Emily explained her research by starting with the fact that there are approximately 400 existing exoplanets where only 60 of them have transits across a star’s surface. The actual numbers were 311 non-transits, 16 FTE (faint transits) and 46 BTE (bright transits).
She got a lot of advice and help from a book named “Exoplanet Observing For Amateurs” by Bruce Gary. She selected HAT-P-54 in Gemini as her star of study. It is a 3.5 magnitude star that is 432-454 light years away from Earth. One of the biggest problems observing and measuring the light intensity from the star was due to the light polluted skies in her area. Therefore, her research was performed on selected clear nights when a planetary transit across the star was expected. She used a CCD camera with an effective temperature of -30 C, and FocusMax software to measure the brightness of 20 reference stars along with 226 images taken of the light from HAT-P-54.

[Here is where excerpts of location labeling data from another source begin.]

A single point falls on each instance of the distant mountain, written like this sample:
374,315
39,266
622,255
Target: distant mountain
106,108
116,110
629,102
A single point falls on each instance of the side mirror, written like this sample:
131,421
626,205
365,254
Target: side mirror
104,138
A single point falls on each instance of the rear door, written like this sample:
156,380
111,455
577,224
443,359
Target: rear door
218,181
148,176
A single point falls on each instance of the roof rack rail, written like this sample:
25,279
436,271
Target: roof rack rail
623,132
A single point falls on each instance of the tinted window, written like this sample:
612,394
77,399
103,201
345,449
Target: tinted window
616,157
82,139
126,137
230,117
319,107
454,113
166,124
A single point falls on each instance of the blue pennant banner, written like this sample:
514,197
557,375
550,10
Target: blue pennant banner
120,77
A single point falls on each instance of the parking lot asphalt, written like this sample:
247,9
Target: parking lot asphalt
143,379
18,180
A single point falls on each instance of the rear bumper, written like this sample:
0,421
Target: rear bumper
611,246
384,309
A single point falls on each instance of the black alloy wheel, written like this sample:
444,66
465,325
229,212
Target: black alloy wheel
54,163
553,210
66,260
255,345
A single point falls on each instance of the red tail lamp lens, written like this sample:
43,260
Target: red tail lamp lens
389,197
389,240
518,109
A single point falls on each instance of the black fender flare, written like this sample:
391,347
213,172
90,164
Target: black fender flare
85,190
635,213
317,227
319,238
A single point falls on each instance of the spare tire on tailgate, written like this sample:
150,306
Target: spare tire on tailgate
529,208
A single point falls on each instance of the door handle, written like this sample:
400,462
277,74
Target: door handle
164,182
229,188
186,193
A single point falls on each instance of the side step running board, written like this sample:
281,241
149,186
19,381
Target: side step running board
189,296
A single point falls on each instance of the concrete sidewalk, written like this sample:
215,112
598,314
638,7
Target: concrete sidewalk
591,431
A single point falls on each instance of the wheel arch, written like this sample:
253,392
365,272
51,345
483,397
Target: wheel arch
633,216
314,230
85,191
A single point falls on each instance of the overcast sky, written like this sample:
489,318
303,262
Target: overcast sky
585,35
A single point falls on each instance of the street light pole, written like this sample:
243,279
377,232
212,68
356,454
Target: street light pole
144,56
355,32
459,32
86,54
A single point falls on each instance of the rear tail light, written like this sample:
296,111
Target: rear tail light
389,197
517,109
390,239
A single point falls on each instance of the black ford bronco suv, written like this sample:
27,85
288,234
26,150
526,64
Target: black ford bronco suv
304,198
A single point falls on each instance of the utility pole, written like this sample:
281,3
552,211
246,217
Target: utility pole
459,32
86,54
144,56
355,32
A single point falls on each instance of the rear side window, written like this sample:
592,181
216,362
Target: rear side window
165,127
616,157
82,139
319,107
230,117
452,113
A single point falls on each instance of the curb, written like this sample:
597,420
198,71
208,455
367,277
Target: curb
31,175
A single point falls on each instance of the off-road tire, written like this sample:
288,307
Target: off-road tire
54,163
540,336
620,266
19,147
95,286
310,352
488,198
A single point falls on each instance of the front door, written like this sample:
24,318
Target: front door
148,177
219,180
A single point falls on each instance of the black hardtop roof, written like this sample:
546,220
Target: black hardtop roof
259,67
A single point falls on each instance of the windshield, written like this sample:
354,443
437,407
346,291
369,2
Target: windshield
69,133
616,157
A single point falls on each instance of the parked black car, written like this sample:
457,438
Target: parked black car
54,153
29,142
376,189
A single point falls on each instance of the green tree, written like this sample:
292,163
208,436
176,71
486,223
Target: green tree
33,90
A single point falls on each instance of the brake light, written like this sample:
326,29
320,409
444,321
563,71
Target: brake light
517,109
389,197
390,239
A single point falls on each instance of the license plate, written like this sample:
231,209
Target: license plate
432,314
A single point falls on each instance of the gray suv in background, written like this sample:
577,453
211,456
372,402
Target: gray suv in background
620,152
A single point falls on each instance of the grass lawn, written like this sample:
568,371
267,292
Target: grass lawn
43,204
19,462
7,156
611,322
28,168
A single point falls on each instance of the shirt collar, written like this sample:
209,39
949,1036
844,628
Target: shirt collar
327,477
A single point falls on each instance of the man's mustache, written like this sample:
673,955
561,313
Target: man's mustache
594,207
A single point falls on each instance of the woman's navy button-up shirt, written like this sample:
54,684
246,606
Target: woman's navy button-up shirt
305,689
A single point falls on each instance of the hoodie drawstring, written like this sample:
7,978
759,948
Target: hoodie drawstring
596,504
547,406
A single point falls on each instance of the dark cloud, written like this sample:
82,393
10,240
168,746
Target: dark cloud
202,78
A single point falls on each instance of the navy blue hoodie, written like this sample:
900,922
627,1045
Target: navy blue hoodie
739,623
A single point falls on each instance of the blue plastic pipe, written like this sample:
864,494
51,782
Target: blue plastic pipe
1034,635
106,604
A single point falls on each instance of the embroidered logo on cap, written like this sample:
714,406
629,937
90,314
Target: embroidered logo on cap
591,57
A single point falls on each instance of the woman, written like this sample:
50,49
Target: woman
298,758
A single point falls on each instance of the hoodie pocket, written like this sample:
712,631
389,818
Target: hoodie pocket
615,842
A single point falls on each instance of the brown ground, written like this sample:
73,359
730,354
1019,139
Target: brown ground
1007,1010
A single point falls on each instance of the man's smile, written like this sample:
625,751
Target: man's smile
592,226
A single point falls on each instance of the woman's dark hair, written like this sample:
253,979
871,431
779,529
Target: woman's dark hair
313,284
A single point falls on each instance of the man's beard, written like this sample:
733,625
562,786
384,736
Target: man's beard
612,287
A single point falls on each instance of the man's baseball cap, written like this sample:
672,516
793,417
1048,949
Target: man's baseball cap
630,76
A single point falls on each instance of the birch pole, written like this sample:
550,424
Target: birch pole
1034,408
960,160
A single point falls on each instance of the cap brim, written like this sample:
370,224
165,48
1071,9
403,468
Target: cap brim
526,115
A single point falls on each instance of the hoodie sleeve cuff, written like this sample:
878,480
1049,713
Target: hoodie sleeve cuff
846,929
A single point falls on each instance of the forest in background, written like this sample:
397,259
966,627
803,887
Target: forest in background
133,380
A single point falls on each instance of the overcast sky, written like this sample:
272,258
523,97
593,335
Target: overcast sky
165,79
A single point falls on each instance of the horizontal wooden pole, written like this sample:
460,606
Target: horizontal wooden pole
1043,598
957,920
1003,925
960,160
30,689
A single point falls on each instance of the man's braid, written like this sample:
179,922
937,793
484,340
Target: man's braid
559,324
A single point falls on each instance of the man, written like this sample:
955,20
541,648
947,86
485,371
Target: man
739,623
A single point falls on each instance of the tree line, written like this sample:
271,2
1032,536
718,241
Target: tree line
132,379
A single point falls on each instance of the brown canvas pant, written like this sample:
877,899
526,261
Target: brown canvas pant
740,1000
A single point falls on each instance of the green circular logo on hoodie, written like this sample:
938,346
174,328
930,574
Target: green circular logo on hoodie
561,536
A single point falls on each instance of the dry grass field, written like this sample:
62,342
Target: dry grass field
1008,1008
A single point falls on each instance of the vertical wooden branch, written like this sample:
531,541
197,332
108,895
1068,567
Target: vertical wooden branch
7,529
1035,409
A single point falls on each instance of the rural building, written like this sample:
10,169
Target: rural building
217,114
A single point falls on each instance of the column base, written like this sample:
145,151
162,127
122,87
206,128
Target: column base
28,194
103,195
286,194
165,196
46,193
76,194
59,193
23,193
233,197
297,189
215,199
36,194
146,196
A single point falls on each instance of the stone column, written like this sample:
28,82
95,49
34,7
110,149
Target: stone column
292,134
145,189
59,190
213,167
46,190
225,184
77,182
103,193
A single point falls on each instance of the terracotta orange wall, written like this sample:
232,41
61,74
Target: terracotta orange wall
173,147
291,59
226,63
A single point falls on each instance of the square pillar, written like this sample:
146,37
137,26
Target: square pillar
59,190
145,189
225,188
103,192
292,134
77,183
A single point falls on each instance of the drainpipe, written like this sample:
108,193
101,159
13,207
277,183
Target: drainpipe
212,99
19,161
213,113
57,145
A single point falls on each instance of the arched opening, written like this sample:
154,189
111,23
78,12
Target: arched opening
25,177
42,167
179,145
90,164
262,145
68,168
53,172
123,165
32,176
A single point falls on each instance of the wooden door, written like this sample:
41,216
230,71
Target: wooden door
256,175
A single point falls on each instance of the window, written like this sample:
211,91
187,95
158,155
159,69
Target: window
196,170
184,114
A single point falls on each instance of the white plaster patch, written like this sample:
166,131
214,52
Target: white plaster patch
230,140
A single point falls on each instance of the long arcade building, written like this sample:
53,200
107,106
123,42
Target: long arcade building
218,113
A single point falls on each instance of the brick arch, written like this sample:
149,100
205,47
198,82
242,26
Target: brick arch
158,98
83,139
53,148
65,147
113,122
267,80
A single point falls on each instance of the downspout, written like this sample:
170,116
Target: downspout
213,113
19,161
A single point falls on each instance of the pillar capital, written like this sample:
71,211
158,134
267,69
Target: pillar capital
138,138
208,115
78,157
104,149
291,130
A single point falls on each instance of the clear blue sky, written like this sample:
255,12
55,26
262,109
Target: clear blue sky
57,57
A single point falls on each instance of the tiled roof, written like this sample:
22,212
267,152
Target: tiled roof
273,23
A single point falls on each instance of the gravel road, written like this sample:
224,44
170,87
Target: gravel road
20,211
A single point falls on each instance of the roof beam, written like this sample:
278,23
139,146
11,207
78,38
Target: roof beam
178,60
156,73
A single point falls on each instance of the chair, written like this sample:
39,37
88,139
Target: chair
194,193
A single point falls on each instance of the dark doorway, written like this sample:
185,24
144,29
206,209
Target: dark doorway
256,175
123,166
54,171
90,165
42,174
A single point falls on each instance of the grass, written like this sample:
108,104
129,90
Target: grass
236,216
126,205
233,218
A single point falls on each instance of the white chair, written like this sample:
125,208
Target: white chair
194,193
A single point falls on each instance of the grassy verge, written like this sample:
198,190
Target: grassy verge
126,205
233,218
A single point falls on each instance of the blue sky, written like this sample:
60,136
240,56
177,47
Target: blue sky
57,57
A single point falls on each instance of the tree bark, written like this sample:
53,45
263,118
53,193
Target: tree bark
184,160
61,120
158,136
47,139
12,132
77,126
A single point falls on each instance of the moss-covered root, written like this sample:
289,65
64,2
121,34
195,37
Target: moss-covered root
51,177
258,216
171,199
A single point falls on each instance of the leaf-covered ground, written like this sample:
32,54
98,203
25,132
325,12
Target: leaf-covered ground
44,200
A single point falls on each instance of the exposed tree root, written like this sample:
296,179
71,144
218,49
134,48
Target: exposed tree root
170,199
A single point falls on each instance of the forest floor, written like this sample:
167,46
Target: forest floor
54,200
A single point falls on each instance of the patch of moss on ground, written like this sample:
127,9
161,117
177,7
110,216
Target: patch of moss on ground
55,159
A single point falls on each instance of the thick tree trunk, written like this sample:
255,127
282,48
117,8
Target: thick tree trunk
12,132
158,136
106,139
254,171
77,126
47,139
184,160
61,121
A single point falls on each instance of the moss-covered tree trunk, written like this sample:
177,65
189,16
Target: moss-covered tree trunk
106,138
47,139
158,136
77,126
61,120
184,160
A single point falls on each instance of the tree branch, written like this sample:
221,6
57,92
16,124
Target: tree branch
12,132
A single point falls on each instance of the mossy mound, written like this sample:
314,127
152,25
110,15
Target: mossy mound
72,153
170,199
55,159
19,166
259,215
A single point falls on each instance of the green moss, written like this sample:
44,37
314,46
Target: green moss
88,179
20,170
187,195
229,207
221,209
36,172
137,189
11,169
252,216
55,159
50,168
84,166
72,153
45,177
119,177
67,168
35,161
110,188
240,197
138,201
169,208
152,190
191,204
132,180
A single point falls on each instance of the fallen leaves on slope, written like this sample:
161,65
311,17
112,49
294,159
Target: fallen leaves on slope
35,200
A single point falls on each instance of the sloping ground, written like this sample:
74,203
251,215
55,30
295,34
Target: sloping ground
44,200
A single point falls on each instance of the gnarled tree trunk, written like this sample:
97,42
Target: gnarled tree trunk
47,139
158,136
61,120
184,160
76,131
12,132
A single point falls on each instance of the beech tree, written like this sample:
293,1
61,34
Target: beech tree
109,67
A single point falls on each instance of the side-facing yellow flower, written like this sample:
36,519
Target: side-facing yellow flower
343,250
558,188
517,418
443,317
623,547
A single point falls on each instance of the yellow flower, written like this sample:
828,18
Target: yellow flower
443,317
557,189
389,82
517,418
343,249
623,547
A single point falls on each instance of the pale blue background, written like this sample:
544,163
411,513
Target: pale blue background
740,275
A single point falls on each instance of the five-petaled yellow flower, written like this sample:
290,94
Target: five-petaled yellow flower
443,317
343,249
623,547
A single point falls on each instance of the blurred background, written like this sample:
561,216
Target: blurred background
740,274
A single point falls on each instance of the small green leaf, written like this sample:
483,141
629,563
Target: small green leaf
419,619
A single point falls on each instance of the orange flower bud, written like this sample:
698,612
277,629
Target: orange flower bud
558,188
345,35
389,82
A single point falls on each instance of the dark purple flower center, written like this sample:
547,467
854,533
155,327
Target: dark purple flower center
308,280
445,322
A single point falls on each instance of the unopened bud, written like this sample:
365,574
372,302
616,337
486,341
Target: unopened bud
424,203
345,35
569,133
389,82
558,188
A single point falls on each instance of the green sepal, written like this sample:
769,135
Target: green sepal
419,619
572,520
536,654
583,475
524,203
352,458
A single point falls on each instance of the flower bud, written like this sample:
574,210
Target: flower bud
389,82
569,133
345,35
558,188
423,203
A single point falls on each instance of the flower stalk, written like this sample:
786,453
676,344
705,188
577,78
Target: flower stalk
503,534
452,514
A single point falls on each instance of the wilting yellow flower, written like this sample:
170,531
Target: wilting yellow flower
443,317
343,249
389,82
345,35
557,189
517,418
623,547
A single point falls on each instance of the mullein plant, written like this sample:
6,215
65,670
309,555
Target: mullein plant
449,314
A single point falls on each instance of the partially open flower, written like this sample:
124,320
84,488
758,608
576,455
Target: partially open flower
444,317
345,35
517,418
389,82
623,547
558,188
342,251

Her results formed a wave similar to a single sine wave. That definitely displayed that there was a change in light intensity due to the transit.
Based on size, expected gravitational and atmospheric pressure, the planet in transit across the star was expected to not be habitable.
Emily shared her data with a university that gave her some assistance, and her data cam within 10% of their professional measurements. WOW!
Emily will be making the same presentation at the Metro Richmond Science Fair on March 14. Good luck!